Sometimes this is negative because it serves to limit the delivery surface area to the lowest quality outcome, reagardless of the complications it brings. This version translates to “I’m not interested in your input on why this will not end up well, do it anyway”. This minimizes agency and disregards the value of Software Engineering beyond merely “outputting code”.

Something That Works

What you have when you limit the success criteria to “I get what I want most of the time”. This is the cousin to “this works on my machine”. This is mostly an illusion, because if you are building a product, you certainly are not the only user. Even if you were the only user, what you want is likely to change over time.

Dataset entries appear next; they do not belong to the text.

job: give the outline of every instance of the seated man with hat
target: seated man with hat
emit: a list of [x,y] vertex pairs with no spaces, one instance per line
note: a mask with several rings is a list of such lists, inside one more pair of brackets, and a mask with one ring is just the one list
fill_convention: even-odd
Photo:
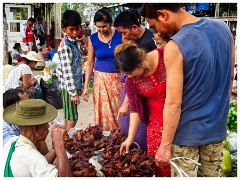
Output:
[[48,122],[57,115],[57,109],[41,99],[23,100],[4,110],[4,121],[20,127],[20,137],[10,139],[3,149],[4,177],[72,176],[64,148],[65,129],[56,126],[51,130],[58,168],[36,148],[39,141],[46,140]]

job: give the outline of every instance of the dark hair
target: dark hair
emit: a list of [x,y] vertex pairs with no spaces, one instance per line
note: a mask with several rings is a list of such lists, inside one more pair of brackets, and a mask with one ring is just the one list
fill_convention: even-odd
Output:
[[20,101],[20,96],[18,93],[24,93],[25,91],[22,89],[9,89],[5,93],[3,93],[3,108],[7,108]]
[[31,21],[31,22],[33,22],[33,23],[35,23],[35,22],[36,22],[35,18],[32,18],[32,17],[31,17],[31,18],[29,18],[29,19],[28,19],[28,21]]
[[140,26],[137,15],[130,11],[123,11],[116,17],[113,26],[132,29],[134,24]]
[[21,44],[20,43],[15,43],[14,46],[13,46],[13,49],[17,49],[18,47],[21,47]]
[[180,3],[143,3],[141,15],[150,19],[156,19],[158,17],[158,10],[166,9],[172,12],[177,12],[180,8]]
[[42,18],[41,17],[38,17],[38,21],[41,21],[42,20]]
[[32,51],[34,51],[34,52],[38,53],[38,48],[37,48],[37,46],[36,46],[36,45],[33,45],[33,46],[32,46]]
[[96,24],[96,22],[101,22],[101,21],[103,21],[105,23],[112,23],[113,22],[112,16],[111,16],[111,14],[110,14],[110,12],[107,8],[99,9],[95,13],[93,21],[94,21],[95,24]]
[[80,26],[82,19],[80,14],[74,10],[66,10],[62,15],[62,26],[64,28],[68,26]]
[[52,48],[55,48],[54,41],[51,41],[49,45],[50,45]]
[[115,48],[114,65],[117,70],[132,72],[141,64],[144,57],[144,50],[138,48],[134,42],[128,41]]
[[159,33],[154,33],[157,34],[160,38],[162,38],[163,41],[168,42],[170,40],[170,37],[164,35],[164,34],[159,34]]

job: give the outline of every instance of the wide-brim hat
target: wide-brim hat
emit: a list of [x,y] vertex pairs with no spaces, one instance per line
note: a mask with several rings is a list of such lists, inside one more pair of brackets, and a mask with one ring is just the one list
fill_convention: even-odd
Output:
[[30,51],[27,54],[20,54],[21,57],[25,57],[26,59],[30,61],[42,61],[38,55],[38,53],[34,51]]
[[57,109],[42,99],[19,101],[3,111],[4,121],[20,126],[40,125],[58,115]]

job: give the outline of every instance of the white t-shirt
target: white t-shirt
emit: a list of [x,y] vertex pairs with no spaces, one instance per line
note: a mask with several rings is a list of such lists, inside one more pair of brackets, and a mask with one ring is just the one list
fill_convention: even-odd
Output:
[[[11,143],[16,137],[11,138],[3,148],[3,167],[5,167]],[[20,135],[15,151],[12,154],[10,166],[14,177],[57,177],[58,169],[49,164],[36,146],[26,137]]]
[[32,70],[28,65],[20,64],[13,68],[7,77],[5,91],[22,86],[22,81],[20,78],[25,74],[30,74],[31,76],[33,75]]

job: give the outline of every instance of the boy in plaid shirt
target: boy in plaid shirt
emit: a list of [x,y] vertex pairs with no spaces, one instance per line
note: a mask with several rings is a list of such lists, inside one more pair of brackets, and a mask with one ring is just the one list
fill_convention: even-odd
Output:
[[77,37],[81,23],[77,11],[67,10],[62,15],[62,26],[66,36],[58,48],[60,63],[57,73],[62,92],[64,126],[67,131],[75,127],[78,120],[77,105],[80,104],[82,88],[82,55]]

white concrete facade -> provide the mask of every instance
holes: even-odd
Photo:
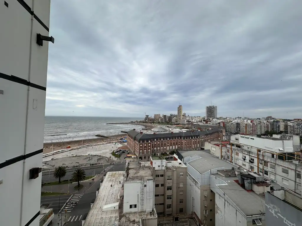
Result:
[[[152,212],[154,208],[154,180],[146,180],[143,183],[125,181],[123,212]]]
[[[49,36],[50,1],[6,2],[0,5],[1,224],[38,225],[41,177],[30,180],[29,171],[42,166],[48,43],[36,42],[37,33]]]

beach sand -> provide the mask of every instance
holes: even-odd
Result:
[[[127,133],[122,133],[113,135],[112,137],[114,137],[118,138],[118,139],[110,139],[110,141],[114,140],[117,141],[118,139],[127,136]],[[69,141],[63,141],[63,142],[54,142],[49,143],[44,143],[44,149],[43,150],[43,154],[47,154],[51,152],[52,146],[53,145],[53,150],[57,151],[66,148],[68,145],[70,146],[70,147],[73,148],[75,147],[78,147],[86,144],[94,144],[98,143],[103,142],[106,142],[108,141],[108,138],[104,137],[96,137],[96,138],[91,139],[86,139],[83,140],[82,143],[82,140],[71,140]]]

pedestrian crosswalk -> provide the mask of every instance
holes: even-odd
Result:
[[[72,216],[69,217],[67,222],[72,222],[75,221],[79,221],[82,219],[82,215],[80,216],[78,215],[77,216]]]
[[[72,196],[69,200],[69,202],[66,203],[63,211],[67,213],[71,212],[71,210],[73,209],[73,207],[76,206],[76,202],[79,202],[80,201],[80,199],[84,194],[77,194]]]
[[[113,166],[113,165],[109,165],[105,168],[105,169],[104,170],[104,171],[107,172],[108,171],[109,171],[109,170],[110,169],[112,168],[112,166]]]

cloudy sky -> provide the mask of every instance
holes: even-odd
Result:
[[[46,115],[301,118],[301,1],[51,4]]]

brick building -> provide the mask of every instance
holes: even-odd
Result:
[[[178,149],[200,149],[204,147],[205,141],[222,140],[223,138],[222,131],[218,129],[152,134],[133,130],[129,131],[127,135],[128,150],[141,159]]]

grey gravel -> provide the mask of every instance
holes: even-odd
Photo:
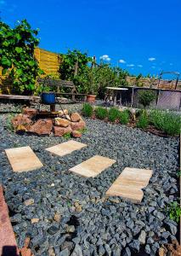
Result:
[[[79,111],[81,105],[69,108]],[[20,247],[29,236],[35,255],[48,255],[49,247],[55,255],[134,255],[139,250],[156,255],[158,247],[177,236],[178,224],[165,209],[178,196],[178,138],[85,119],[88,131],[76,140],[88,147],[60,158],[44,148],[67,139],[17,135],[6,129],[8,115],[0,115],[0,183]],[[3,149],[26,145],[43,167],[13,172]],[[95,178],[67,171],[94,154],[116,162]],[[105,196],[127,166],[154,172],[139,205]],[[80,211],[75,203],[81,206]],[[39,222],[31,224],[32,218]]]

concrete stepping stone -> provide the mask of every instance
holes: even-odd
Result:
[[[115,162],[115,160],[101,155],[94,155],[69,171],[86,177],[95,177],[105,169],[111,166]]]
[[[71,140],[50,148],[46,148],[46,150],[50,153],[58,154],[59,156],[64,156],[65,154],[71,154],[75,150],[81,149],[84,147],[87,147],[86,144]]]
[[[122,196],[133,202],[141,202],[145,188],[153,174],[152,170],[125,168],[105,193],[108,196]]]
[[[28,172],[43,166],[29,146],[5,149],[5,152],[14,172]]]
[[[19,255],[18,246],[8,216],[8,208],[0,185],[0,255]]]

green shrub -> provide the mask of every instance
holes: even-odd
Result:
[[[167,207],[167,212],[169,214],[169,218],[176,222],[179,222],[181,216],[180,204],[178,201],[171,202]]]
[[[139,118],[139,121],[137,122],[137,127],[145,129],[149,125],[149,119],[147,113],[144,112]]]
[[[122,125],[127,125],[129,122],[129,112],[127,110],[124,110],[120,112],[119,121]]]
[[[115,122],[120,117],[120,110],[116,108],[111,108],[108,113],[108,119],[110,122]]]
[[[91,117],[93,115],[93,108],[91,104],[85,103],[83,104],[83,108],[82,110],[82,115],[87,117]]]
[[[105,119],[108,116],[107,108],[98,107],[95,109],[95,115],[99,119]]]
[[[71,134],[70,132],[65,133],[63,135],[63,137],[66,138],[66,139],[71,138]]]
[[[156,93],[148,90],[139,90],[138,92],[139,102],[144,106],[144,108],[156,98]]]
[[[179,114],[153,110],[150,113],[150,122],[156,128],[168,135],[175,136],[180,133],[181,119]]]

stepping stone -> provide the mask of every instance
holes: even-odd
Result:
[[[66,143],[63,143],[50,148],[46,148],[46,150],[58,154],[59,156],[64,156],[65,154],[71,154],[75,150],[81,149],[84,147],[87,147],[86,144],[71,140]]]
[[[19,255],[3,187],[0,185],[0,255]]]
[[[101,155],[94,155],[86,161],[71,168],[69,171],[86,177],[95,177],[105,169],[111,166],[115,162],[115,160]]]
[[[28,172],[43,166],[29,146],[5,149],[5,152],[14,172]]]
[[[145,188],[153,174],[152,170],[125,168],[105,193],[108,196],[122,196],[133,202],[141,202]]]

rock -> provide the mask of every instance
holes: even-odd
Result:
[[[20,113],[15,116],[11,120],[14,129],[17,129],[17,127],[25,129],[25,131],[28,131],[32,124],[32,120],[29,118],[29,116]]]
[[[80,114],[78,113],[72,113],[71,114],[71,122],[78,122],[82,119],[82,117],[80,116]]]
[[[68,249],[69,252],[74,247],[74,243],[72,241],[65,241],[65,242],[61,245],[61,250]]]
[[[73,137],[82,137],[82,133],[79,131],[72,131]]]
[[[31,206],[32,204],[34,204],[34,199],[33,198],[30,198],[30,199],[27,199],[24,201],[24,205],[28,207],[28,206]]]
[[[140,242],[139,240],[133,240],[130,244],[130,247],[136,249],[138,252],[139,251]]]
[[[171,233],[175,236],[178,231],[177,224],[171,220],[165,223],[167,228],[170,230]]]
[[[36,224],[39,222],[39,218],[34,218],[31,219],[31,224]]]
[[[146,232],[144,230],[141,230],[141,234],[139,236],[139,241],[140,244],[144,244],[146,240]]]
[[[76,229],[75,229],[74,225],[67,225],[67,227],[66,227],[67,233],[74,233],[75,230],[76,230]]]
[[[61,217],[59,213],[56,212],[54,216],[54,220],[59,223],[61,220]]]
[[[145,246],[145,252],[146,252],[146,253],[150,255],[150,247],[148,244]]]
[[[61,251],[59,253],[59,256],[69,256],[70,255],[70,252],[69,250],[66,248],[63,251]]]
[[[23,114],[26,114],[30,119],[36,116],[37,113],[37,109],[36,108],[23,108]]]
[[[71,127],[72,131],[82,130],[86,127],[86,123],[83,120],[80,120],[79,122],[71,122]]]
[[[167,255],[166,253],[167,253],[167,252],[166,252],[165,248],[163,248],[163,247],[159,248],[159,256],[166,256]]]
[[[110,256],[111,255],[111,249],[110,249],[110,247],[109,246],[109,244],[106,243],[105,245],[105,252],[107,253],[107,255]]]
[[[123,255],[123,256],[131,256],[131,255],[132,255],[129,247],[126,247],[126,249],[125,249],[125,251],[124,251],[124,253],[123,253],[122,255]]]
[[[49,235],[54,235],[55,233],[57,233],[59,231],[59,228],[55,225],[52,225],[48,230],[48,233]]]
[[[67,119],[67,120],[69,120],[69,121],[71,121],[71,117],[70,117],[70,115],[69,115],[69,114],[66,114],[66,115],[65,115],[65,118],[66,118],[66,119]]]
[[[48,249],[48,256],[56,256],[54,248],[51,247]]]
[[[64,115],[67,115],[69,111],[67,109],[59,110],[59,116],[63,117]]]
[[[54,119],[54,125],[60,126],[60,127],[67,127],[71,124],[71,121],[61,119],[61,118],[55,118]]]
[[[76,201],[76,202],[74,203],[74,206],[75,206],[75,207],[76,207],[76,212],[81,212],[82,211],[82,205],[80,205],[77,201]]]
[[[76,244],[71,256],[83,256],[82,248],[78,244]]]
[[[54,126],[54,136],[58,136],[58,137],[62,137],[65,134],[72,132],[72,130],[70,125],[65,128]]]
[[[29,129],[30,132],[37,135],[49,135],[51,133],[53,123],[51,119],[39,119]]]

The Gap between this state and a real deliverable is

Durability (is the current functionality reliable?)
Extensibility (can I chage this without redesigning it?)
Comprehensability (do you understand this, or is it a black box?)

Golem

Models give you what you ask for, not what you want. It’s important to remember that you do not have the same understanding and context as the Model.

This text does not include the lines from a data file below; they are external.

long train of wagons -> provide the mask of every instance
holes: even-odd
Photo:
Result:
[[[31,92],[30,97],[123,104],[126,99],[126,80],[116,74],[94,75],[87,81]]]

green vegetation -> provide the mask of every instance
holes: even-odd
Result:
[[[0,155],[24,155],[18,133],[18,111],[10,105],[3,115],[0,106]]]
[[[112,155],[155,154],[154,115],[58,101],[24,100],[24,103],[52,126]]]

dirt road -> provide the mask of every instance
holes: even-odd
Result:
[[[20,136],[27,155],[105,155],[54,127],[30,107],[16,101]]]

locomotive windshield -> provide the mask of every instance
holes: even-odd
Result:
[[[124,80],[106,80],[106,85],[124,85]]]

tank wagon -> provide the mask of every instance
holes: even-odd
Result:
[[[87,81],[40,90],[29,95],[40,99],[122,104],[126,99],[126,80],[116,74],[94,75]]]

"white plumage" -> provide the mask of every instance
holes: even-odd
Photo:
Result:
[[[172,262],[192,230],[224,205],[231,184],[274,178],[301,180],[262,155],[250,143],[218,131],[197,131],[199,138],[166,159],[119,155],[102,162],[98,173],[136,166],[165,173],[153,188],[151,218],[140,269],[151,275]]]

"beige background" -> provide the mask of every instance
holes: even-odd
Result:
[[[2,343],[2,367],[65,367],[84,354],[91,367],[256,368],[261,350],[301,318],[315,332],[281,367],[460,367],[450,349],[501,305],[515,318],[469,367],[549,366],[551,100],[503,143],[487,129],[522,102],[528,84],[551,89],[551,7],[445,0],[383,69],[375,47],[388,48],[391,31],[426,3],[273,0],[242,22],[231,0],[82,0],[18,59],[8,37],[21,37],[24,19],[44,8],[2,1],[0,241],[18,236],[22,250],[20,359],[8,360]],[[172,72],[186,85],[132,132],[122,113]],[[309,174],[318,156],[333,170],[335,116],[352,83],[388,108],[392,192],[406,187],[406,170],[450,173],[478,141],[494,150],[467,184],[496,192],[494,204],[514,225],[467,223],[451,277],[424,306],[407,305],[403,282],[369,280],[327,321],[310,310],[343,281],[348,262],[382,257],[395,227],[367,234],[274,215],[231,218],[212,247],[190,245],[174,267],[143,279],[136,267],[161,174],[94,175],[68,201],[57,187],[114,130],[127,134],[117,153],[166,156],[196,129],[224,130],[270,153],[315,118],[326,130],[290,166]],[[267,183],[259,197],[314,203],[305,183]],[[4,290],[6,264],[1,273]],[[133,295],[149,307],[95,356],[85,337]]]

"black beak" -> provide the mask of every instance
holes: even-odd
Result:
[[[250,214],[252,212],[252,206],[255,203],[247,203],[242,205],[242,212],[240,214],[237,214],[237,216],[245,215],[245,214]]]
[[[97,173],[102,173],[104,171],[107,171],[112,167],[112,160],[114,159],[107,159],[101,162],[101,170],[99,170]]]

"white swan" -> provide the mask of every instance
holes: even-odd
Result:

Models do not have the same ability to abstract and infer as humans do. Learning how to communicate with Models effectively is thinking deeply about what you want, and clearly specifying it without making assumptions.

Saying “lets get started” could mean let’s start planning the next actions, lets await instructions on what to do, or lets go ahead and just make up a direction out of thin air and implement it immediately, all things I have seen coding Agents do in response to that phrase.

Here’s a humurous example: even when you think you are being clear, there’s always room to misinterpret.

Wife says to her programmer husband, “Go to the store and buy a loaf of bread. If they have eggs, buy a dozen.” Husband returns with 12 loaves of bread.

All of the Things

Flagship Models are pre-trained on trillions of tokens and contain countlesss examples of every coding pattern you are likely to have learned. They contain libraries on libraries of prose in more styles than someone like me could ever enumerate. All of this is compressed (in Deepseek V4 Pro’s case) into the space of 63 4k HDR movies. You and I, being human, have opinions often based proportionately mostly out of ignorance. I can’t say do X if I don’t know that X exists, so I’m stuck fighting for or against Y instead (shout out Y! u a real one). Since models have all of the patterns and all of the opinions in their latent space, they can be any one of those things with just a little nudge.

Gap

The difference between what you need and what you have. Gaps identify a need for Reflection. In the case of using LLMs, Gaps are a great chance for you to theorize what is going wrong (a core skill of Software Engineering), and encode your learing in a way that will steer the LLM. If you do this right, you will have improved Convergence and will be much better off the next time the same situation arrives.

Convergence

The distance between what you know and what an Agent can reliably act on. Through your (or your users’) interactions with an Agent, you should aim to reduce the distance between “what I would have done” and “what it did”. When using Agents as a primary control plane (like code assistance) this is critical, because the LLM is a static model. It does not ever update or learn by interacting with you in the way that you learn from interacting with it. In order to continue to have the LLM “follow” you as you learn what good and bad outcomes look like, you have to provide that signal to the LLM in a durable and accessible way. Until something like continuous fine tuning or self adaptive world models exist, this is about the best you’ll get.